In brief
From 26 May 2022, Regulation (EU) 2017/746 on in vitro diagnostic medical devices (IVDR) has applied.
Key takeaways
- The main changes introduced by the IVDR include (i) a new classification of devices, which are divided into Classes A, B, C and D according to their intended use and risks to the individual and public health, (ii) new conformity assessment procedures that differ according to the risk class and the specific characteristics of the device, (iii) reinforced requirements relating to clinical evidence aimed at demonstrating compliance with the safety and performance requirements of the device, depending on its characteristics and intended use, (iv) the introduction of post-marketing follow-up obligations for manufacturers aimed at updating the performance evaluation throughout the life cycle of the device, (v) the provision of new obligations for manufacturers, authorized representatives, importers and distributors, including the establishment of risk management and quality management systems and (vi) the obligation for manufacturers to appoint a person responsible for regulatory compliance with the task of ensuring that the conformity of the devices is appropriately checked, that the technical documentation and the EU declaration of conformity are drawn up and kept up-to-date and that post-market surveillance and reporting obligations are complied with.

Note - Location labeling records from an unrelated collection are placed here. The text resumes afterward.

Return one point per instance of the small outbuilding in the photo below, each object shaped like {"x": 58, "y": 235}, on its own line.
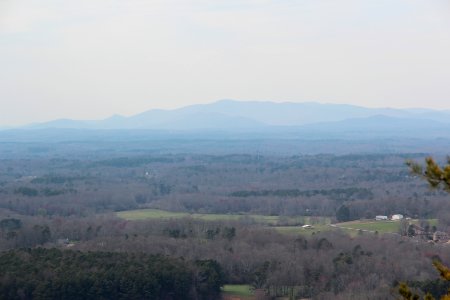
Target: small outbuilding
{"x": 397, "y": 217}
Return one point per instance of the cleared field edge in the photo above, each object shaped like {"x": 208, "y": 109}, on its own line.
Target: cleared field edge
{"x": 379, "y": 226}
{"x": 142, "y": 214}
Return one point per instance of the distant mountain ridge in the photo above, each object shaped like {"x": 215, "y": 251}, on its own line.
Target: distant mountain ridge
{"x": 254, "y": 115}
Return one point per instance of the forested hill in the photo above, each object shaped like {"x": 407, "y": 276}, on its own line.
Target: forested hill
{"x": 55, "y": 274}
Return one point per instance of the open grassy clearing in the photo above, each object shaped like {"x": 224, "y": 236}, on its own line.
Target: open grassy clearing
{"x": 237, "y": 290}
{"x": 299, "y": 230}
{"x": 143, "y": 214}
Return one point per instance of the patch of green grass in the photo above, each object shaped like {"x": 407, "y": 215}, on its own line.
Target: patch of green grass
{"x": 299, "y": 230}
{"x": 142, "y": 214}
{"x": 242, "y": 290}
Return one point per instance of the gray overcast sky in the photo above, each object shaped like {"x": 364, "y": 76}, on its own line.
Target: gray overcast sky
{"x": 89, "y": 59}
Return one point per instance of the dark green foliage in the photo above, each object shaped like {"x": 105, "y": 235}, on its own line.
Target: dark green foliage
{"x": 436, "y": 176}
{"x": 343, "y": 214}
{"x": 56, "y": 274}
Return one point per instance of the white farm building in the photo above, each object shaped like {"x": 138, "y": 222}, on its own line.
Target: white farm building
{"x": 396, "y": 217}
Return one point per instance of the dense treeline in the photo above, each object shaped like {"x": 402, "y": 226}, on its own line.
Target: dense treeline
{"x": 316, "y": 185}
{"x": 323, "y": 265}
{"x": 55, "y": 274}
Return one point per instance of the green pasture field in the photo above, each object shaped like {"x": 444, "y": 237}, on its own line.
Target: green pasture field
{"x": 143, "y": 214}
{"x": 299, "y": 230}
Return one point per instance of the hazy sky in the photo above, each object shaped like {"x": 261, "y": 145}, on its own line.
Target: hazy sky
{"x": 89, "y": 59}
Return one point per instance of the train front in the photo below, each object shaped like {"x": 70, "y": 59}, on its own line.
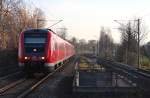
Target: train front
{"x": 33, "y": 50}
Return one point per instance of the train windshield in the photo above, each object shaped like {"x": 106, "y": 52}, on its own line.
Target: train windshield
{"x": 35, "y": 40}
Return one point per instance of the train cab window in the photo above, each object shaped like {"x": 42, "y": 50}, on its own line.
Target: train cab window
{"x": 35, "y": 40}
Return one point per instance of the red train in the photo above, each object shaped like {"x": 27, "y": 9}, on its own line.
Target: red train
{"x": 41, "y": 50}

- In addition, the IVDR also introduces for in vitro diagnostic devices a unique identification system (UDI), aimed at improving the identification and traceability of devices, consisting of a device identifier (UDI-DI) specific to a manufacturer and a device and production identifier (UDI-PI) that identifies the unit of device production.
- Lastly, in vitro diagnostic devices must be registered in the European medical device database “Eudamed,” intended to monitor their product life cycle and to improve the transparency and coordination of information.